Our walk was only two miles with 380 feet of ascent and descent from the car park at Ranmore Common.
This field to the east of the car park had been well grazed by cattle.
Several tiny Brown Argus butterflies were flying around.
A battered Meadow Brown was seen.
This moth posed elegantly on a blackthorn twig.
Look at the sycamore trees in the background above. The cattle have eaten all the lower leaves within their reach showing how they limit the growth of such trees when they are small. This encourages me, having felled a tall sycamore on Wolstonbury hill yesterday (in a National Trust work party clearing scrub) the cattle should eat the leaves that will sprout from the remaining stump.
Common Rockrose flowers into September.
Traversing Steer's field and heading westwards past the beech wood rich with beech nuts...
... the downland here is resplendent with tiny yet exquisite Eyebright flowers. From a distance they appear white; close up -- quite different.
Harebells and Clustered Bellflowers were lovely too.
This blue butterfly was very cooperative, allowing my camera to get within a few inches away for this shot. It is worn out. How I wanted it to be an Adonis Blue. It may be but to me is too battered to confirm that and may be a Common Blue; any ideas anyone? Many of its scales are lost.

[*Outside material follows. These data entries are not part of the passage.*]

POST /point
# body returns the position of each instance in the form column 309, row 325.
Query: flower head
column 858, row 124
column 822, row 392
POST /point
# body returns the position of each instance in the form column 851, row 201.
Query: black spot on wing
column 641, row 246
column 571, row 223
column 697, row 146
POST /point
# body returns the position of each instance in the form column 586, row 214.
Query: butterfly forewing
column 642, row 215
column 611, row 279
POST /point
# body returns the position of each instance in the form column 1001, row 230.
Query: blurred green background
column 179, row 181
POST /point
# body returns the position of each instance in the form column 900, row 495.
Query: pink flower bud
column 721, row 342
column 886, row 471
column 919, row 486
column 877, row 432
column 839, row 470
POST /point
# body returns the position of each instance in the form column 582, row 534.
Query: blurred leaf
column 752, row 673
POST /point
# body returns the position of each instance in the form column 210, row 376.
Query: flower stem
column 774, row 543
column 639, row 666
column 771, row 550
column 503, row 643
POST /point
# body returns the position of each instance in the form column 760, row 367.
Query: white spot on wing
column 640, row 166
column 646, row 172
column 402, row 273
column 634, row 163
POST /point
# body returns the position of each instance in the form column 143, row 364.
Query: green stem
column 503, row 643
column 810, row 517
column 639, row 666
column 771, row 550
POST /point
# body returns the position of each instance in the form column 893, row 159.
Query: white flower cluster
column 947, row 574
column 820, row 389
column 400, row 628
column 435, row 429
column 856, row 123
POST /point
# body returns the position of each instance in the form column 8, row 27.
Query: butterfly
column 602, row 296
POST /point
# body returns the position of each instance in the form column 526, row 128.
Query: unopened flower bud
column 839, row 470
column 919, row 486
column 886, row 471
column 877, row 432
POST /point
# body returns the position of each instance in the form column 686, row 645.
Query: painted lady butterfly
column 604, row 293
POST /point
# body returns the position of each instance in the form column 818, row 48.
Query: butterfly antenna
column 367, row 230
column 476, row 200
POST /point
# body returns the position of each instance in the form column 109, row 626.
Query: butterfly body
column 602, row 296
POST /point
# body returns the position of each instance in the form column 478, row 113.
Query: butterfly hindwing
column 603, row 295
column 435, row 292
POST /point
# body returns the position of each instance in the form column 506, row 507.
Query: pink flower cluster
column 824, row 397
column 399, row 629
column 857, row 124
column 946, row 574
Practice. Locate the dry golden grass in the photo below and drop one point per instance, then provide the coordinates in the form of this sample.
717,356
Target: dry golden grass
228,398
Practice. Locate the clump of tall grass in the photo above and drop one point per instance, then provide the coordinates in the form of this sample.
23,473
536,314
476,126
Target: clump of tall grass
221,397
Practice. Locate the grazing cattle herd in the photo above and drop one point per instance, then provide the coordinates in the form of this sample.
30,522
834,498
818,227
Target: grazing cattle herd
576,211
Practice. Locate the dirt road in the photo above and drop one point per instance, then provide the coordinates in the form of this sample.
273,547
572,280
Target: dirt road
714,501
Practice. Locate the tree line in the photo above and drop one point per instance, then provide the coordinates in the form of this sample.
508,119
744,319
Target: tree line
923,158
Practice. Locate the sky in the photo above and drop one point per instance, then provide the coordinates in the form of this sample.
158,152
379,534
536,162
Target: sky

A pair of Meadow Browns were doing what they do on a warm, humid September afternoon and were mating.
In the corner of this meadow, right by the kissing gate, was a female Brown Hairstreak butterfly.
It flew into the meadow and looked as though it was crawling through the grass. The following shots were from some meters away and zoomed in.
It had settled in the grass alright but on a blackthorn bush.
It really looks as though it was laying eggs.
What a fabulous sight and what a joyous short walk in September.
Feeling very hot and sweaty and bitten by mosquitoes it was a cool relief to return along the North Downs Way though the woods.